My mother took a breath. "And when Alexandre wanted to stay, in Algiers, and you were leaving—"

"That was different. And, as we know now, a bad mistake."

"It was his choice."

"Was it?"

"Come on," I tried to intervene. "What does it matter now? We can't do anything about it."

Both women glared at me.

"We can, we ought to do something about what's happening now," my grandmother said.

"But I want to go, Grand'-mère. Maman isn't forcing me."

"As if you knew what was good for you! You're just a child!

"Maman doesn't think so. She trusts me. Don't you?"

My mother nodded, wearily.

"So that's that."

11

"Let me tell you something." My grandmother shivered in her seat, as if a painful ripple ran through her spine. She composed herself; then spoke. Her hands, veiny, spotted, were crossed in her lap. She reminded me of an iguana: ancient, somehow primitive.

"When your grandfather first flew over here to look at land, he didn't tell me what he was doing. He just said it was a business trip. I thought he'd been sent by the St. Joseph. I had no idea. And when he came back, and sat me down, and your father and your aunt beside me, in a row in the living room, and marched up and down in front of us waving his hands, rattling the china, and told us that he had signed the papers on this patch of scrub in some unknown little burg in France, I cried. I simply dissolved. Your father, all of fourteen, younger than you are now, stood up and stormed out. He turned white, the purple vein at his temple throbbed, ready to burst. Just a boy. He didn't take a jacket. In his shirtsleeves, he slammed the door.

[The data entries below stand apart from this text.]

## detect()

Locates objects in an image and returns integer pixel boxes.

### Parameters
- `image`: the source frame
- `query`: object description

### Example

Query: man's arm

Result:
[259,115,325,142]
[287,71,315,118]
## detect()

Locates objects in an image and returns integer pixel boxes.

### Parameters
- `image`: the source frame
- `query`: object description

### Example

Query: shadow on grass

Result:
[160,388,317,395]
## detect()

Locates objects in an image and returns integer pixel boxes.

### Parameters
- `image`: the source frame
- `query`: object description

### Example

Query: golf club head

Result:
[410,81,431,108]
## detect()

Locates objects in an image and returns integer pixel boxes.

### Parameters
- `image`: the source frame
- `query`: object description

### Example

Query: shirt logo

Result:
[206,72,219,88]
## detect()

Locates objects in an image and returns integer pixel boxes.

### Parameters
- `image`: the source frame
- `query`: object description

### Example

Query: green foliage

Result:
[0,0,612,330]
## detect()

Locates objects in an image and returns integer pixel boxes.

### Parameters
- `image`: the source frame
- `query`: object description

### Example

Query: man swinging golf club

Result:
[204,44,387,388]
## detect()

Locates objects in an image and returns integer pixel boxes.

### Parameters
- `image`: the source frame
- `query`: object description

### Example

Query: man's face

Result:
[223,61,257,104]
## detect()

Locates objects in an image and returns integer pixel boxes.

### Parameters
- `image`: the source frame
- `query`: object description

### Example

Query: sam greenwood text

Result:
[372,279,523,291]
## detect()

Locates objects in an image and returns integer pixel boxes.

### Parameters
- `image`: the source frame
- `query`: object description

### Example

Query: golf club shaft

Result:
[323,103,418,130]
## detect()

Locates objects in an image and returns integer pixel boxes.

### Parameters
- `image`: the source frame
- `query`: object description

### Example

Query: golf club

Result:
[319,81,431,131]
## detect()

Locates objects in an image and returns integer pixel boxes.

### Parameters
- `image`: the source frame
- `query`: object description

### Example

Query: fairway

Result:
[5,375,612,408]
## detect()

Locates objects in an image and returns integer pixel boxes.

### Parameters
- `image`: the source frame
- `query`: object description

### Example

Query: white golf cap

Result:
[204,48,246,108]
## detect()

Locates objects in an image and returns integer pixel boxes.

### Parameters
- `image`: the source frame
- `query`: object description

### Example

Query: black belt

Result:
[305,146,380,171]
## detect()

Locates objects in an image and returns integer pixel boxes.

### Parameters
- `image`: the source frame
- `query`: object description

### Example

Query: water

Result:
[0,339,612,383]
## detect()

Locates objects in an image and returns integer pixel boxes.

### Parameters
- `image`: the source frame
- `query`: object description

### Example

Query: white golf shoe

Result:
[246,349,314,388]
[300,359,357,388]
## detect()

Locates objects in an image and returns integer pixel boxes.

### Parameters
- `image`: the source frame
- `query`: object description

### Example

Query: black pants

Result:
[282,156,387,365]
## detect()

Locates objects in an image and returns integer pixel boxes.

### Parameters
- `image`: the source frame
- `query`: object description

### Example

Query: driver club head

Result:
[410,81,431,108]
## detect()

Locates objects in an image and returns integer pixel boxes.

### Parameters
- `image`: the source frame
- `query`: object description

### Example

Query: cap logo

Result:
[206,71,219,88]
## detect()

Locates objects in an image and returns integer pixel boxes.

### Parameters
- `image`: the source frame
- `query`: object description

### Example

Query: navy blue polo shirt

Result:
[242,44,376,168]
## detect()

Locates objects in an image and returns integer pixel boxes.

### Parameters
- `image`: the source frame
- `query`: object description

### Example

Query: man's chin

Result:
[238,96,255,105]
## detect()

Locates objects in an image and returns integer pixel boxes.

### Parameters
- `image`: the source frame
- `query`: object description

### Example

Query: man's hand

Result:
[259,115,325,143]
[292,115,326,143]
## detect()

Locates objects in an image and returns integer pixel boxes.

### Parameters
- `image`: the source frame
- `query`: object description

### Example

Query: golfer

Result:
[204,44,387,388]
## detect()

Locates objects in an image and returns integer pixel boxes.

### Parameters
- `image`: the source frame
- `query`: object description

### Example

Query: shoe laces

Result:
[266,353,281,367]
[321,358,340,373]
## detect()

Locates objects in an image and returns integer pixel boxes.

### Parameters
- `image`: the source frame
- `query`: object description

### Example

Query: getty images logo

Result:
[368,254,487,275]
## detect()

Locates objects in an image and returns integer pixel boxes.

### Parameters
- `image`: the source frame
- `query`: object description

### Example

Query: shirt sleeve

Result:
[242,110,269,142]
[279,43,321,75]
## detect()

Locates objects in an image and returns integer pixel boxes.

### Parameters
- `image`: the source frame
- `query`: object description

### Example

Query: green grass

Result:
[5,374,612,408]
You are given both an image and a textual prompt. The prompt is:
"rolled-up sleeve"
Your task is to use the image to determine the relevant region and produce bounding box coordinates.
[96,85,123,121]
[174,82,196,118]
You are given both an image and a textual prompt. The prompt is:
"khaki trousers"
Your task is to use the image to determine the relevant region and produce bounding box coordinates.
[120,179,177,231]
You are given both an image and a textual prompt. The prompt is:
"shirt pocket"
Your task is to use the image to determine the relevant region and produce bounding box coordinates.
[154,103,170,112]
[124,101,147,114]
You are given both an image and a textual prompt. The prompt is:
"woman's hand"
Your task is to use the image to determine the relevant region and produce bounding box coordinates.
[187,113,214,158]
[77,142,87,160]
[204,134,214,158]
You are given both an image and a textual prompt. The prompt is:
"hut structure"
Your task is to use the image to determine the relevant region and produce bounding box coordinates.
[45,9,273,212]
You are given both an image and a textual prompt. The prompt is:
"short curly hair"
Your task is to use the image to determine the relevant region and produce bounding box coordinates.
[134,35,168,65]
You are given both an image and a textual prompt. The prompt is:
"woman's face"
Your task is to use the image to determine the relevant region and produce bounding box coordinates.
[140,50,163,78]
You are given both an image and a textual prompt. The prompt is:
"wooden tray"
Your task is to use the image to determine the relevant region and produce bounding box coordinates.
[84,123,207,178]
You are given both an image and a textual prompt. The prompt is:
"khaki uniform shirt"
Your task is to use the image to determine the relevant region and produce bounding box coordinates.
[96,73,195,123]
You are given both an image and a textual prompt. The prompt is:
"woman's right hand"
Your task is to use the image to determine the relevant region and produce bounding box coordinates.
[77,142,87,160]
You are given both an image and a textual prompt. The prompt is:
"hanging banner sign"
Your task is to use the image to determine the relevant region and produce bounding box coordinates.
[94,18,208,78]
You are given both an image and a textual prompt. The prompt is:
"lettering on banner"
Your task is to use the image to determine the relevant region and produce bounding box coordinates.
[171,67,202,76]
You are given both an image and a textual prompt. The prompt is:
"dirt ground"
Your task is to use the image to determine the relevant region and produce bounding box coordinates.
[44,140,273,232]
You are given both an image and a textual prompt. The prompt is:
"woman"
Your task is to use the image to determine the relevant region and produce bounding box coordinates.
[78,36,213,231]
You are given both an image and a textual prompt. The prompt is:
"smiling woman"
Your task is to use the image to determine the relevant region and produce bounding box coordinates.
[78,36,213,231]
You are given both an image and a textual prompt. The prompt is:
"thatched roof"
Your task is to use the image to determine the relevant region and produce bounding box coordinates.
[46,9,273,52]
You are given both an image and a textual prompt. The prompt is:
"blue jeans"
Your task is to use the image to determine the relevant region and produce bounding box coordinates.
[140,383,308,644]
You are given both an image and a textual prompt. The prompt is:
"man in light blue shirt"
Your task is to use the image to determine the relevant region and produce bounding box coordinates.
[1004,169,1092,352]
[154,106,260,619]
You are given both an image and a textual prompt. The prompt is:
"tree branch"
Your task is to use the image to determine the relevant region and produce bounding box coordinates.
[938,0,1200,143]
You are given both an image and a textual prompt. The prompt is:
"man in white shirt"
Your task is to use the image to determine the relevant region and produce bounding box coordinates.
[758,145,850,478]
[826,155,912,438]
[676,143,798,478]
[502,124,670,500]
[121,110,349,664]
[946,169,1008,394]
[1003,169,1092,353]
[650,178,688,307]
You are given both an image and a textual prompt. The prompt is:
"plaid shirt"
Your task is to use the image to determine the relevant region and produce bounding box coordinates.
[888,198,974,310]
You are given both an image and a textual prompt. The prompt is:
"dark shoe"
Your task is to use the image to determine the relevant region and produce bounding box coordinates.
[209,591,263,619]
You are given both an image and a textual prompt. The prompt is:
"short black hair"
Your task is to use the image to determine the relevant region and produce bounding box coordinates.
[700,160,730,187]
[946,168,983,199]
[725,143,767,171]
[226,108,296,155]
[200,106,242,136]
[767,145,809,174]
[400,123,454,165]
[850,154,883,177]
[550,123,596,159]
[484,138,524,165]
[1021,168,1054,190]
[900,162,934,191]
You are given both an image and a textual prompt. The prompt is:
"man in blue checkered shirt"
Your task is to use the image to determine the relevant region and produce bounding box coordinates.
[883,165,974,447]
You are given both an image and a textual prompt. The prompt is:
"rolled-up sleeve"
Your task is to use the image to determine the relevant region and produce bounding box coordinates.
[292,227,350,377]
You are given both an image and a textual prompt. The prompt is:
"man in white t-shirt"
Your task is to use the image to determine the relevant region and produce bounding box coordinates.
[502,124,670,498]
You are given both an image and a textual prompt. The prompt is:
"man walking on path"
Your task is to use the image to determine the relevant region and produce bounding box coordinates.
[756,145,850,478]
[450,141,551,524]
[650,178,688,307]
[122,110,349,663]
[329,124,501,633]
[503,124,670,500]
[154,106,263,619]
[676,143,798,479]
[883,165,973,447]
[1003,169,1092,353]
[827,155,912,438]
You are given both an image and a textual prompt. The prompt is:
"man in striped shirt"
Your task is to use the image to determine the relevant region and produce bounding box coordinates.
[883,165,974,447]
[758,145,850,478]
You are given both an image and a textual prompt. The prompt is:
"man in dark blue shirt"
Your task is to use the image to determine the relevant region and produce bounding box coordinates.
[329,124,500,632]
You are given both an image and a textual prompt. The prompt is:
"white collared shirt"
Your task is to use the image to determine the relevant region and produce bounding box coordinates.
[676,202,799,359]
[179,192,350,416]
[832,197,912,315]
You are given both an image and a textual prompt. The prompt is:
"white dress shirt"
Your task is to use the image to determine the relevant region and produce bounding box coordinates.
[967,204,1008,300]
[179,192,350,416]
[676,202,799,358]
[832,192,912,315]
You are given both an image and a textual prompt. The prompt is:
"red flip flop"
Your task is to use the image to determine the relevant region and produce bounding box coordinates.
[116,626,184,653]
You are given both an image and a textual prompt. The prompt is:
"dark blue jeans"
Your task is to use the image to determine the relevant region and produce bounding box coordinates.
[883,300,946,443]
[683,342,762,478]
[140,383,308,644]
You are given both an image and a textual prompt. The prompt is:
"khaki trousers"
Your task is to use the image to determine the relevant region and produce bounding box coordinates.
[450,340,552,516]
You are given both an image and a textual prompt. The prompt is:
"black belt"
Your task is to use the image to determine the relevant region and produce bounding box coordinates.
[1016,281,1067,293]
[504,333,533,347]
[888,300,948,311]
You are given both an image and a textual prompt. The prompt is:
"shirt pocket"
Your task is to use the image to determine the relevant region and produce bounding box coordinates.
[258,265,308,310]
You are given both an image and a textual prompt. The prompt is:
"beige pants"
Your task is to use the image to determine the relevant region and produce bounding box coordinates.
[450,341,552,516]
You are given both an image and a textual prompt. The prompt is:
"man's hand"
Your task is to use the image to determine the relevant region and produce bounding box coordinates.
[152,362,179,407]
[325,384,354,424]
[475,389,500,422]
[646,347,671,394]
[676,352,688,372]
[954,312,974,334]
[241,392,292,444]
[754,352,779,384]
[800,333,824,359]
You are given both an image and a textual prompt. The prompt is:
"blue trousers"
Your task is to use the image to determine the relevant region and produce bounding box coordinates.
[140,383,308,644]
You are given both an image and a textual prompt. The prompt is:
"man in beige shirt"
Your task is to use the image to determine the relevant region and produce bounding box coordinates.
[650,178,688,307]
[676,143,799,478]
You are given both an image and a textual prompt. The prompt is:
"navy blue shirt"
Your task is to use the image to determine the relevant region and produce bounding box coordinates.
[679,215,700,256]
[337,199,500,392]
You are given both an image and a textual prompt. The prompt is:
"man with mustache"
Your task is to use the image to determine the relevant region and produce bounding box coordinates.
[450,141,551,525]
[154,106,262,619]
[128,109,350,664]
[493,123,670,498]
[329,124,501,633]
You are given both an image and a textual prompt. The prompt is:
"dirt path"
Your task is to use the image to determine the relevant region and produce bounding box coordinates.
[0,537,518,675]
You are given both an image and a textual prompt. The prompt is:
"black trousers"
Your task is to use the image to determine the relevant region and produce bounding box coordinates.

"The row he precipitated was unending, terrible. Always between them. There was no meal where it didn't hover over us like a swarm, where it didn't bubble through the conversation, through the simplest words, like lava. Eventually, Alexandre more or less ran away from home. He spent more and more time at his grandmother's house—and how could we condemn that?—and less and less with his family. He'd come home in the afternoons, and leave again before supper, like a visitor. Sneaking home to bed like a thief. Believe me, I cried about it. By myself, in private, when my husband was at work and my daughter at school. Within the year, he asked my mother if he could live with her altogether, and she was delighted. She even came to me to plead his case—a vulnerable stage, she said. My own mother. Important not to disrupt his education. Fine. He and your grandfather had been at loggerheads for months by then. Although in truth it had been, perhaps, since forever. It had always been difficult between them.